Les titres du S&P 500 bougent de plus en plus en bloc. (Photo: 123RF)
Même si les marchés financiers prévoient plusieurs hausses de taux de la part des Banques centrales pour juguler l’inflation au cours des prochains mois, le dégonflement de la techno pourrait bientôt tirer à sa fin.
C’est du moins ce que se permet d’espérer Martin Roberge de Canaccord Genuity qui adopte parfois une approche à contre-courant du consensus.
Le stratège quantitatif soutient que c’est une erreur que de superposer l’implosion dramatique de la bulle internet de 2000 à 2002 au mouvement baissier actuel du secteur de la technologie, aussi douloureux soit-il.
Contrairement à la perception générale, «cette fois-ci, l’évaluation de la techno était beaucoup moins extrême lorsque le mouvement baissier s’est enclenché. De plus, les multiples d’évaluation se sont compressés nettement plus rapidement», explique le stratège de Montréal.

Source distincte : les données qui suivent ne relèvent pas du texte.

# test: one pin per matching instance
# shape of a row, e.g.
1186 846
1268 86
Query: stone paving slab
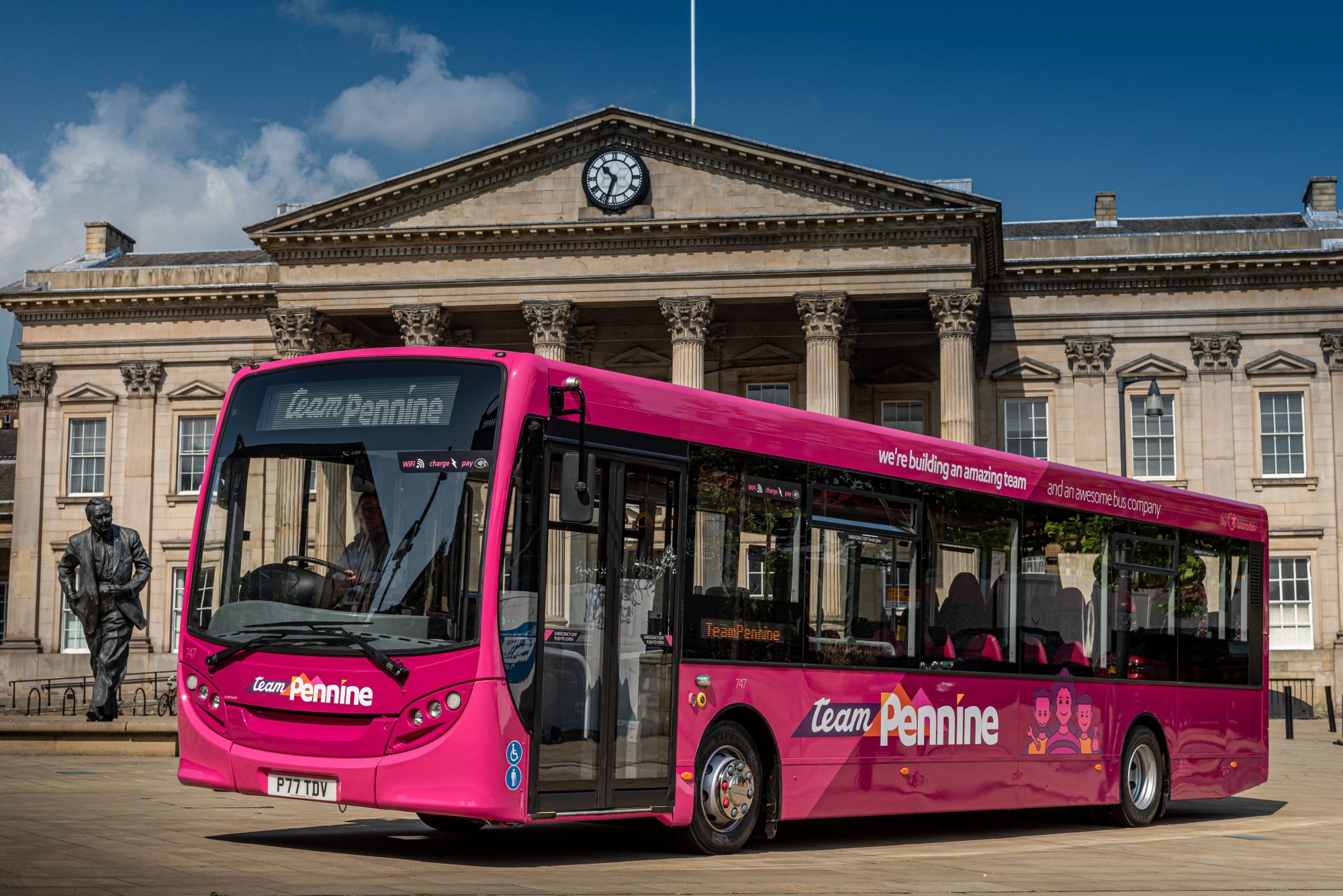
131 828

Graphiques à l’appui, il note qu’au zénith de mars 2000, le secteur américain de la techno s’échangeait à un multiple de 55 fois les bénéfices prévus. Les flux de trésorerie disponibles de l’industrie offraient alors un rendement anémique d’un pourcent, rappelle-t-il.
Deux décennies plus tard, en décembre 2021, le multiple du secteur de la techno a plutôt plafonné à 29 fois les bénéfices prévus. Six mois plus tard, ce ratio est passé à 18,6 fois, soit un niveau déjà inférieur au plancher d’octobre 2002.
Dit autrement, bien qu’il ait fallu compter 30 mois pour que la techno tombe sous la marque de 20 fois les bénéfices en 2000, cette fois-ci six mois ont suffi, renchérit le stratège.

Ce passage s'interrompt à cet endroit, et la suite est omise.